1. (As long as I can remember.) I noticed that as one backs up from a cloud (or the cloud goes skidding toward the horizon) one sees more and more of the side. This prompted me to wonder whether, if one could back up along a flat plane infinitely, one could catch a glimpse of the very top, supposing for the sake of the illustration that the cloud were replaced by a cube. (I suspected not but wanted to know how one's angle of view could continuously and monotonically change without going over to the top.)

2. (Around second or third grade.) We had an old Ford Falcon and I remember having to give the door a heave to get it to close. Push too softly and it would bounce back at you; push hard enough and it would slam shut. I wondered whether those two conditions guaranteed that there was some degree of force with which I could push the door that would leave it just balanced between coming back at me and going all the way. Much practice convinced me that I was never going to find the magic intermediate push by trial and error. But the existence claim intrigued me, and I knew that my failure to find it in practice was not strong evidence against it.
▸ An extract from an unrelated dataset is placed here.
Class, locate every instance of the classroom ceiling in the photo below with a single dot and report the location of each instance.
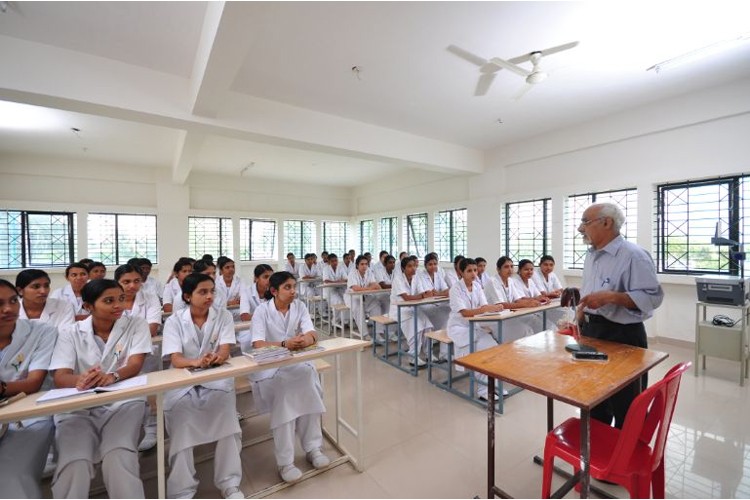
(335, 93)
3. (Some time in my early teens, while riding back from the library on a warm summer day with a backpack full of books.) Take a dictionary, open it anywhere, and pick a boldfaced word. This entry will have a definition that is given in terms of other words. Look up each of those other words; they have their own definitions, given in words. For each word in each of those definitions, repeat the process. After a few iterations, one is practically guaranteed to come upon a word being used in a definition that was previously defined. What does this show? I decided that (a) it is an inevitable and fairly innocuous consequence of the fact that the number of words in English is finite, but (b) it also shows that a dictionary is semantically useful only to someone who knows in some independent fashion what at least some of the words mean. (Looking back, I'm amused by the parallel between this one and Searle's Chinese Room argument, which I had certainly never heard of.)
1.16.2007 5:58pm
Bill Vallicella (mail) (www):
Tim,

These interesting reports shown how child is father to the man. As for #3, there is not only a parallel with the Chinese Room, but also with Saussure and Derrida. I hope you don't find that too disturbing, given your aversion to Continental philosophy!
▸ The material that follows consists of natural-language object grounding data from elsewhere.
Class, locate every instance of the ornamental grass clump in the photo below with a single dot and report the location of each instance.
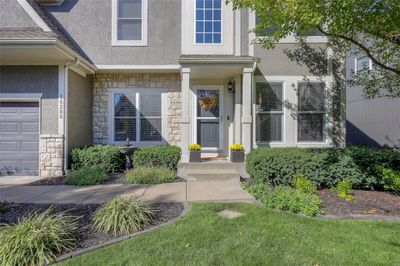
(37, 239)
(150, 175)
(123, 215)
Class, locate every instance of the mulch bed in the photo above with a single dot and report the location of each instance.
(114, 178)
(86, 236)
(365, 203)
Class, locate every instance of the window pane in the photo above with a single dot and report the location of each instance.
(125, 128)
(129, 29)
(129, 8)
(362, 64)
(269, 97)
(124, 105)
(150, 129)
(268, 127)
(311, 97)
(311, 127)
(150, 104)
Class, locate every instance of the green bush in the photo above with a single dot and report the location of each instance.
(389, 178)
(325, 167)
(87, 176)
(106, 156)
(122, 215)
(150, 175)
(154, 156)
(304, 185)
(343, 188)
(37, 239)
(3, 207)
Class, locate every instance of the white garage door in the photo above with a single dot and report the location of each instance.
(19, 138)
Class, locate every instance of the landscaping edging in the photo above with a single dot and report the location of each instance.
(122, 238)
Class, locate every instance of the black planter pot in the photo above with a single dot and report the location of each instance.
(237, 156)
(195, 156)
I am sure you have had the somewhat related experience of temporary aphasia as when you stare at a word, focussng on its visual or aural properties to the point where it loses meaning.
1.16.2007 6:58pm
Tim:
Bill,

You write:
As for #3, there is not only a parallel with the Chinese Room, but also with Saussure and Derrida. I hope you don't find that too disturbing, given your aversion to Continental philosophy!
Ah well, even a stopped clock is right twice a day.
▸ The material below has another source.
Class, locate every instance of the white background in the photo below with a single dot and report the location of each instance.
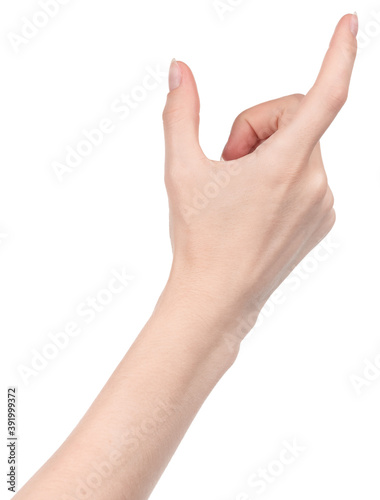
(292, 378)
But here's a challenge for you. The first philosophy book that I ever read (all the way through, I think) was something that would be classified, broadly, as in the Continental tradition -- and I enjoyed it! Can you guess which book that was? (Hint: the author wasn't on your list of those who set your pulse racing when you were 21, though it was published around that time (assuming you were born around 1950). But it seems plausible to me that you've read the book, and if you did, I suspect you enjoyed it too.)